Several sources agreed that legal advice is necessary for those considering open-source licenses, and that a non-profit law center will help developers and customers.

"We had this discussion with our lawyers two years ago, but probably more people would feel safer about it [with the law center]," said Jeremy Allison, a developer on the open-source Samba project.

Chris Maresca, a principal at Olliance Consulting Group, an open-source consulting firm in Palo Alto, Calif., that--with help from Schwab, Hewlett-Packard and Microsoft--published a white paper on IP issues, works closely with several law firms to provide clients with strategic, legal and tactical advice.

"We have a whole legal and compliance program. This is not new; our clients have been worrying about it for three years, and it's really just a part of the normal software development cycle," Maresca said. "Since we do strategy, we are mostly concerned about how legal issues impact management and business practices."

But while such issues might trouble enterprise customers, one solution provider says copyright and patent issues are of little concern to partners and customers in the SMB space.

"My feeling is that these issues apply to large organizations that are rolling out hundreds of servers," said Alex Zaltsman, managing director of Exigent, Morristown, N.J.

Yet solution providers and high-tech companies that are developing software based on open-source code must ensure they are compliant with open-source licenses and issues.

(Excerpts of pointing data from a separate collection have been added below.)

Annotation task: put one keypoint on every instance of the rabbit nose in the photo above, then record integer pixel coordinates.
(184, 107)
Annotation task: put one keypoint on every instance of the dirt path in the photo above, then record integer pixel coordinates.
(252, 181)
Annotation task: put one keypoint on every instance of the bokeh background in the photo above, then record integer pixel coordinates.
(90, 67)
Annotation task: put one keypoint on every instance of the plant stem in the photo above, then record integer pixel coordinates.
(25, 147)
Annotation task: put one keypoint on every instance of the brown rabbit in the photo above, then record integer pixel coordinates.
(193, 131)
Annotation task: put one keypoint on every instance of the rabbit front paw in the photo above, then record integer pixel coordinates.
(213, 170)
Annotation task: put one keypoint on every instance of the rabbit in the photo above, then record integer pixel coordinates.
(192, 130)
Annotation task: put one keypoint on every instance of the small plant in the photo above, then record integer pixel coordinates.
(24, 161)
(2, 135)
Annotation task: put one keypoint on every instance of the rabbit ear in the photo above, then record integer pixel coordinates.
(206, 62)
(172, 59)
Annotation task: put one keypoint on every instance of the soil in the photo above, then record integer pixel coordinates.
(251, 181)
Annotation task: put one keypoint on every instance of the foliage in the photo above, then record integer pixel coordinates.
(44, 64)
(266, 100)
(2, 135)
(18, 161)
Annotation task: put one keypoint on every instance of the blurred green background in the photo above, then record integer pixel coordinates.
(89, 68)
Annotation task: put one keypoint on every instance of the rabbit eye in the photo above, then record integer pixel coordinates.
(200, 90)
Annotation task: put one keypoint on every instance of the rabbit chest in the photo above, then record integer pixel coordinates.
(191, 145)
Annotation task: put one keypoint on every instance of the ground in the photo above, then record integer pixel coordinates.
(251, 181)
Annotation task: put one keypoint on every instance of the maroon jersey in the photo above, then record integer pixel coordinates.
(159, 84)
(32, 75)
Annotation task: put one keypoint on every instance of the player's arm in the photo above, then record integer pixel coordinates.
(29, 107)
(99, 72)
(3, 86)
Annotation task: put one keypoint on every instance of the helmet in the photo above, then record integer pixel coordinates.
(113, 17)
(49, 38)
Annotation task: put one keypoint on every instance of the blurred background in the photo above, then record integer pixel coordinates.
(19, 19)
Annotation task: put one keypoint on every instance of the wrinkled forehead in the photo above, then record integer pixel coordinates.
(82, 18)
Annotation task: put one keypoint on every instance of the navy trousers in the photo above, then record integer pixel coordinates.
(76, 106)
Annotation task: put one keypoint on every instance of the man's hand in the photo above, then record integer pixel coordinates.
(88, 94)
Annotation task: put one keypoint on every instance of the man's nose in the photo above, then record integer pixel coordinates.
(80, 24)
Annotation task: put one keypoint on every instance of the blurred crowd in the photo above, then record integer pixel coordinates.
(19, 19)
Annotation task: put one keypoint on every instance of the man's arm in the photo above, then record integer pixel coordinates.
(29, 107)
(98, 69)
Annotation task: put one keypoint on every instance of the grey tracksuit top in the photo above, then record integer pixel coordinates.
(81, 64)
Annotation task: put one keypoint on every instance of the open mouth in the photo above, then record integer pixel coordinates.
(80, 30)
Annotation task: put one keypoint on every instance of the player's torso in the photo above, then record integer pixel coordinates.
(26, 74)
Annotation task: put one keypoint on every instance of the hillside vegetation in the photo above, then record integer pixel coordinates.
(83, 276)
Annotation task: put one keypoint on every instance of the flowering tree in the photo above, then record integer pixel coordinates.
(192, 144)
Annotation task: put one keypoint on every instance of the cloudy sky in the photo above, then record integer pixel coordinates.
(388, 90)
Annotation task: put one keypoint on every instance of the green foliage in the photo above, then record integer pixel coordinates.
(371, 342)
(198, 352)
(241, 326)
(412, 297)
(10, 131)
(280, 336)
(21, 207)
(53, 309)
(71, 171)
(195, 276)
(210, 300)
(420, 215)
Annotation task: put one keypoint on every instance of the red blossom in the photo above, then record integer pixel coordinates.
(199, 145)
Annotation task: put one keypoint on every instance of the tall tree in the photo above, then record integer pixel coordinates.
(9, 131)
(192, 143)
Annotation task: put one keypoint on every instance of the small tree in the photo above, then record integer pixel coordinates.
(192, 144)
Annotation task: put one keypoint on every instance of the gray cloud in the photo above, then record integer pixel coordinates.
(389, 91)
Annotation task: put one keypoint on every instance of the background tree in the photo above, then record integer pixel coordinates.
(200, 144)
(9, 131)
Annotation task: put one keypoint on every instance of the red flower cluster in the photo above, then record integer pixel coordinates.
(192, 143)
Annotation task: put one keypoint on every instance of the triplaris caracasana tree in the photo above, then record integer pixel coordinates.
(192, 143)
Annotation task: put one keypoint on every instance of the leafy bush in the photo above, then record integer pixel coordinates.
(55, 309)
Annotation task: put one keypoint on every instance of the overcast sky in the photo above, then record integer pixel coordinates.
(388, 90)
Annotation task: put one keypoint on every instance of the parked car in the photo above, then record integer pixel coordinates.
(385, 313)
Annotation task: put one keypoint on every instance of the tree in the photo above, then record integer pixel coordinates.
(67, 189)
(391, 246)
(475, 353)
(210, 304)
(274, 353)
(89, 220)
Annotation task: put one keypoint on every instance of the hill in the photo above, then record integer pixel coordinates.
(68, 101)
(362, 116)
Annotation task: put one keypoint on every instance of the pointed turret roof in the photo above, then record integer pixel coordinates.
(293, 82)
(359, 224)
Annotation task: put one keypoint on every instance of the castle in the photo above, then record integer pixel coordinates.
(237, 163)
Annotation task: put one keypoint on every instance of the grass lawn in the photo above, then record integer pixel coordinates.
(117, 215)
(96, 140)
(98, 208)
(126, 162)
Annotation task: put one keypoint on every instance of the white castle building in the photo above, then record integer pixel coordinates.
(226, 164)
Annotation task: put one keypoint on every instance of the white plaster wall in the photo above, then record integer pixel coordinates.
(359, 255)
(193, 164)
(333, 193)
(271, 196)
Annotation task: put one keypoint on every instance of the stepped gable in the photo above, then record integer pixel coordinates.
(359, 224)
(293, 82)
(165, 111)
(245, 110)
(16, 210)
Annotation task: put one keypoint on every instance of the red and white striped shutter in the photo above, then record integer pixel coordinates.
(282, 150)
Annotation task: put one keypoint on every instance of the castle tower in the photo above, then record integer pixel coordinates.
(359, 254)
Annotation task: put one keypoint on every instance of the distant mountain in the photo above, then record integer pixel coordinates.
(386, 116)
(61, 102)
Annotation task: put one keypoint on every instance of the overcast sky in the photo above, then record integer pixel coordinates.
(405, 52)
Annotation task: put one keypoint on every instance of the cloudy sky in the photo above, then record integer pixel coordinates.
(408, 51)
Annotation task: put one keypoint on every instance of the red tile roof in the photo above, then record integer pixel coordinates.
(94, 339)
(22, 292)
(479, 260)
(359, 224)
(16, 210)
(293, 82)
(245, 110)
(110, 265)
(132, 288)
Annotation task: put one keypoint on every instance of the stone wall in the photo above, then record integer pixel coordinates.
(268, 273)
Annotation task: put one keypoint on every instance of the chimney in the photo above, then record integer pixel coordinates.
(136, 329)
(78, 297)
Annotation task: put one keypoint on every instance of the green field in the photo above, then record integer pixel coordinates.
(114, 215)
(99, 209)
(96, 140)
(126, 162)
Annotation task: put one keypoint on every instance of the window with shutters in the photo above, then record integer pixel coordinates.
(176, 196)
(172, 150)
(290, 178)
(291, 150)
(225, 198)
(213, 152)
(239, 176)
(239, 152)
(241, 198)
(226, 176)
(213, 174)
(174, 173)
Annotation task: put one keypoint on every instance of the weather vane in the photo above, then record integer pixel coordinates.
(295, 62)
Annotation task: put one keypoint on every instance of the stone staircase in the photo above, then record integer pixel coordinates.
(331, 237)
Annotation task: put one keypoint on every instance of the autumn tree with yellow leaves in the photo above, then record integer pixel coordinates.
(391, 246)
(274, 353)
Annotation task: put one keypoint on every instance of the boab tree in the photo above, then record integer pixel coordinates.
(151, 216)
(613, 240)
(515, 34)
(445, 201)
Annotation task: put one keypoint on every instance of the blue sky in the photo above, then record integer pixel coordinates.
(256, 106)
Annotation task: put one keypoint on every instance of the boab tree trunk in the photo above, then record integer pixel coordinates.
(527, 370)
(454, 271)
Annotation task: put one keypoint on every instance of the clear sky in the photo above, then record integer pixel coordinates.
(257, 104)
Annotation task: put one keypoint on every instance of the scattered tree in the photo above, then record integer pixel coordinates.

After a full day of open-source licensing sessions at the Enterprise Linux Summit, Network Appliance Vice President and Chief Architect Brian Pawlowski said the maturity and widespread use of open-source software is forcing many companies to establish corporate policies to deal with licensing issues. "I am working within NetApp engineering to provide guidelines and processes for managing open source to simplify our lives as engineers, and to allow us to engage the open-source communities as our business needs dictate," he said. "It's an inevitable result of the maturation of the industry."